Doom and gloom
Greg Costikyan has a very heart-felt (and profanity-laden) blog entry about this year's GDC, and about the current state of the game industry. Basically, he feels frustrated about the lack of innovation and creativity in the gaming industry, a topic which the industry in general and Greg in particular have been talking about for a long time, and that this is building towards a crisis.
It's true that this topic was more visible than in other years. Jason Rubin of Naughty Dog said that better graphics will no longer allow you to differentiate from your competitors; the only directions he sees are innovation or attachment (making a sequel or using a license). Guess which ones he thinks publishers will be prepared to pay money for? Chris Charla of Digital Eclipse Software held a lecture about how you can be creative even while making a game based on a licence (and I have to say it's well-argued). Warren Spector apparently said something similar during the game design keynote. Greg's mention of Will Wright is all the more sobering when you realize that Will experienced a lot of resistance to The Sims.
(Interestingly, Chris Crawford predicted a crisis along these lines around 1996, when he left the industry.)
The lack of innovation and creativity are very frustrating. When you're inside the industry, it is so very easy to get used to it, and it is hard to determine whether the small signs of improvement are just that or just feeble, futile glitches. When something blindingly original and not entirely unsuccessful appears (sadly, usually in other mediums) you are reminded how complacent you have become.
I won't try to analyze the whole situation here and now, just make some random remarks:
- The people with the money won't pay the people with the ideas because of the high costs and the high risks. Costs are on the rise, because certain low-risk investments (think of Vice City's soundtrack) can increase sales, and because low-risk developers are expensive. Risks are on the way down, because high-risk developers are going out of business.
- The industry does not yet know how high quality, innovative game experiences are created, or that they are worth paying for. Otherwise there would be more experimentation going on (game design R&D), there wouldn't be so many titles that fail because of relatively cheap flaws (say, bad story or bad localization), and people such as game designers and writers would have a higher status.

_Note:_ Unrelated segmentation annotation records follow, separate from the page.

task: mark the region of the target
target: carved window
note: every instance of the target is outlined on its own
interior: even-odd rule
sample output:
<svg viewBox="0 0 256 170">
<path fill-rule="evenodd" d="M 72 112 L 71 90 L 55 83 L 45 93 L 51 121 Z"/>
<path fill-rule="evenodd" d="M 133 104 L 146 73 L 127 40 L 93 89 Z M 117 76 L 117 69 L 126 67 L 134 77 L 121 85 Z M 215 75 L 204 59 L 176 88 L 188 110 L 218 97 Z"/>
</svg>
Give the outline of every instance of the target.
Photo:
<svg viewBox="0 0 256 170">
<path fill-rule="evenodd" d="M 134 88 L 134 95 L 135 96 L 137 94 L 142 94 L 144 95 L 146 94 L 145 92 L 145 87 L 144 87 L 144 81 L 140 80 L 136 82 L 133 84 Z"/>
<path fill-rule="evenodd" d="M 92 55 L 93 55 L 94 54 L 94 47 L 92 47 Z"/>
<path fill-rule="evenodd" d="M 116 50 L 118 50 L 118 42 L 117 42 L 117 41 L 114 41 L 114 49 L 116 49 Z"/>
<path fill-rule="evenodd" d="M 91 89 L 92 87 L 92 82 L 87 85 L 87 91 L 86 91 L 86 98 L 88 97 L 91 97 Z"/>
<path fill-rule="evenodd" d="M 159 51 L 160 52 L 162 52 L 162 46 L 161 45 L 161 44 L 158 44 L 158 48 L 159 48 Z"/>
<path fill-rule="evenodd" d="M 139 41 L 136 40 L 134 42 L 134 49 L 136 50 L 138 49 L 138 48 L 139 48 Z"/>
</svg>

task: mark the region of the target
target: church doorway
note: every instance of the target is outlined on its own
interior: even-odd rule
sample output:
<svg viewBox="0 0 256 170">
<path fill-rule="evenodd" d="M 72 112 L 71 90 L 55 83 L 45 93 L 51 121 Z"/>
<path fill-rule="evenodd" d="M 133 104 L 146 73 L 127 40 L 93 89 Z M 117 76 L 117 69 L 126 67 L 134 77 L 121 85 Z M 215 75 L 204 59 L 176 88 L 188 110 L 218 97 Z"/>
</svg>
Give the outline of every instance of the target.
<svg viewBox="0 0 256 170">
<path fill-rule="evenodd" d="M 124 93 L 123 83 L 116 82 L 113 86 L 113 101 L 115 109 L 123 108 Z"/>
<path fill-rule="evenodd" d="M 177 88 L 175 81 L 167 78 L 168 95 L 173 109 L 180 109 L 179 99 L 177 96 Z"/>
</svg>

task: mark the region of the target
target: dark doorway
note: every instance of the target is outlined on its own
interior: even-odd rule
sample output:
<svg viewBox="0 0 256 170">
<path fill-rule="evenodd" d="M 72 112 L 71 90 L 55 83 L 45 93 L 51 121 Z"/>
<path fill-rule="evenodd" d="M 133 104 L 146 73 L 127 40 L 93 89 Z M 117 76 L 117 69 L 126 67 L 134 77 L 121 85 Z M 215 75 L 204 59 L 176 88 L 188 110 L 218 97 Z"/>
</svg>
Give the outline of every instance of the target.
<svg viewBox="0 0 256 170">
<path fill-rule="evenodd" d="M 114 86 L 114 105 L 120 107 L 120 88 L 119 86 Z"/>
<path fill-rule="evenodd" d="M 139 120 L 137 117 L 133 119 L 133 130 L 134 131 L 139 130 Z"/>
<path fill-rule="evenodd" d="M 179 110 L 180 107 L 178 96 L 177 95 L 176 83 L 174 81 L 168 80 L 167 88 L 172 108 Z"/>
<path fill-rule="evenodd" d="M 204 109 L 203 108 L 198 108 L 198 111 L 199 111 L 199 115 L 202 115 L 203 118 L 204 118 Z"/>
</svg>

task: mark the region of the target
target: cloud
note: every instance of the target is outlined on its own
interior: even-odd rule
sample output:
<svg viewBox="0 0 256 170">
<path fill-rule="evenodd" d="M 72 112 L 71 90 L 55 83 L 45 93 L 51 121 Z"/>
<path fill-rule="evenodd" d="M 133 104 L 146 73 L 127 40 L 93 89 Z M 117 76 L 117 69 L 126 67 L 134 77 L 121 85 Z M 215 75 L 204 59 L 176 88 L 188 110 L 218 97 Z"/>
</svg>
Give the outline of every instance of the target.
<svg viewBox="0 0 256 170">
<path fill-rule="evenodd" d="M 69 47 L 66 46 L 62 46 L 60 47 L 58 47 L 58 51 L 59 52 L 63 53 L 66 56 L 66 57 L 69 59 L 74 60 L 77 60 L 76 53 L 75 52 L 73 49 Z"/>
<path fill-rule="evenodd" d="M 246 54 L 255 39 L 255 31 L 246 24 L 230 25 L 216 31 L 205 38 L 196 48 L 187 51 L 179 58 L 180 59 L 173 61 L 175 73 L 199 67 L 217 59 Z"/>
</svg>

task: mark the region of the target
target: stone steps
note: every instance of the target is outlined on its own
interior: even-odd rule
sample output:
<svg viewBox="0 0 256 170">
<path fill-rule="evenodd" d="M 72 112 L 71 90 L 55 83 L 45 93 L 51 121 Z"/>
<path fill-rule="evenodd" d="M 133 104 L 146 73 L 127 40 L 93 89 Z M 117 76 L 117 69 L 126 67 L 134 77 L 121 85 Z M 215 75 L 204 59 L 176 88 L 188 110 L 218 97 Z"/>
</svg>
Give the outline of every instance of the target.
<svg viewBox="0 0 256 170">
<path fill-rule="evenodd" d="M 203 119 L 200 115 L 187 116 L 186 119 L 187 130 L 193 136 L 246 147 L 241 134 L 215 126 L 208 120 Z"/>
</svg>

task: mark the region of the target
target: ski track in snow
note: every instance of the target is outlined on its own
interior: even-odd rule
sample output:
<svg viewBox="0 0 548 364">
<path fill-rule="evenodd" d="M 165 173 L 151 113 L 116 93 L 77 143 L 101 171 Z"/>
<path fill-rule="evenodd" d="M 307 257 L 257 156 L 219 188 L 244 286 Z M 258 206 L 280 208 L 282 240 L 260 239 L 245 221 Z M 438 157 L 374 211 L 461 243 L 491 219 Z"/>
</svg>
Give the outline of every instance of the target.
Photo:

- Developers are not as creative, or as aware of how to reach a sufficiently big market, as they could or should be.
- There still is no reasonable way to make money from innovative, low-to-mid-budget games. In fact, due to the rising costs of AAA titles and sales skewing towards these titles, the situation is getting worse.
Food for thought.
By the way, the "entry from some Japanese guy whose name I don't catch, who has something he claims is PSII email software that plays like some bizarre rap dancer with a synthesized voice rapping the text you enter, and a character bopping about swishing a Japanese calligraphic paintbrush and spattering virtual ink about the page" is called Mojibribbon and was designed by Masaya Matsuura, designer of Parappa the Rapper and Vib Ribbon. Read about it here and here. And it puts paid to the tired old idea that console games are less innovative than PC games - a topic for another blog entry some day.